|Get this book for your library!|
So many people have already praised it for its great writing and incredible erudition. I felt really let down after reading his book because I was expecting so much more.
Mr. Coates is a good writer, but he is not a great writer. His prose flows and I believe he has found his own voice. However, the writing is not beautiful, nor is it creative or innovative in any manner.
In my opinion the most important aspects of this book are his insights on the black body. African Americans, after all, were considered products to be exploited for their value as slaves. Their (and latino) bodies are still used in such a way in the prison industry as explicated so brilliantly in Michelle Alexander's seminal work, The New Jim Crow.
He COMPLETELY neglects the fact that other ethnicities (besides black people) have race issues in the US as well. I wouldn't expect him to explicate on these issues, but to mention them at least would give his writing a much more well rounded analytic style.
I found Coates' story about his friend's death at the hands of the police to be distant and not too empathetic, except that the writer realized he was not safe. from the hands of the police either.
His article on Prince's death is a good piece of work:
He doesn't get into the fact that he was extremely lucky to have a family background that valued education.
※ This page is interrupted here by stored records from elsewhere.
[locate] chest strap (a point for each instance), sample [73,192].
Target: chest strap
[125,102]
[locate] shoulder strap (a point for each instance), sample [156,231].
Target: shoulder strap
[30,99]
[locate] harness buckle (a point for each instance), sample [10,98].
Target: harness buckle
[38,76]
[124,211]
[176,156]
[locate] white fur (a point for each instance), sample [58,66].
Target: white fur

He has multiple generations of college graduates in his ancestry. This is a great thing, but not addressing educational disparities in the milieu that is the US today is a mistake and will lead to bad analysis.
He also makes France sound like an escape from colonialism--which it can't be--as it is and was one of the world's colonial powers.
I believe Coates is primarily a journalist, and that is good. This book is a good example of journalist non-fiction writing. However, I don't go looking for James Baldwin when I read nonfiction books by journalists.
I'm going to say that you should read this book and also buy it for your library though. It is an important book, and it is written in a journalistically accessible style.